Online therapy could improve student mental health
The transition from school to higher education involves many life-style changes, and is associated with an increase in mental health problems which can be disruptive to students' education and emotional development. Approximately 1 in 5 undergraduate students suffer from symptoms of depression, anxiety, eating disorders or substance misuse.
Online interventions provide a flexible and engaging platform for students, but many interventions on offer are not effective,target specific symptoms only or have not been designed specifically with students in mind.

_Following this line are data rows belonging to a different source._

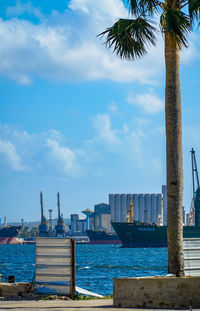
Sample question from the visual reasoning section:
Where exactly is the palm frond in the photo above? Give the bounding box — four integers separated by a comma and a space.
160, 8, 191, 48
127, 0, 161, 16
188, 0, 200, 23
99, 17, 157, 59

Rather than targeting individual symptoms, researchers at King's developed an intervention designed to target underlying personality risk factors. The online resource 'PLUS' (Personality and Living of University Students) was described to students as an opportunity to 'learn more about their strengths and weaknesses', and 'how to deal with the challenges of university life'.
Students were assessed according to four personality traits known to be associated with increased risk of common mental health disorders: Neuroticism, Concern over Mistakes, Doubts about Actions and Hopelessness. They were then grouped according to whether they were high or low risk and randomly allocated the online intervention (519 participants), or a control intervention (528). The online intervention was divided into modules with text-based cognitive-behaviour based exercises focusing on different traits.
Compared to controls, students who completed the online intervention had reduced symptoms of depression and anxiety, and improved self-esteem at 6 weeks and after 12 weeks follow up. The findings were published in PLOS ONE.
Dr Peter Musiat, from the Department of Psychological Medicine at the IoP at King's and lead author of the paper, says: "There is a need for improved mental health interventions targeted specifically at university students, and online therapies are a good way to engage this group.Online interventions vary in their quality, so we were keen to develop an evidence-based intervention. This is a novel approach because we targeted personality risk factors rather than symptoms. The intervention is designed to help students recognise and reduce unhelpful behaviours and thoughts resulting from these personality traits."
The intervention was designed and delivered as part of the trial only and is not currently available online. The researchers are refining the software, and hope to run further trials to test its effectiveness.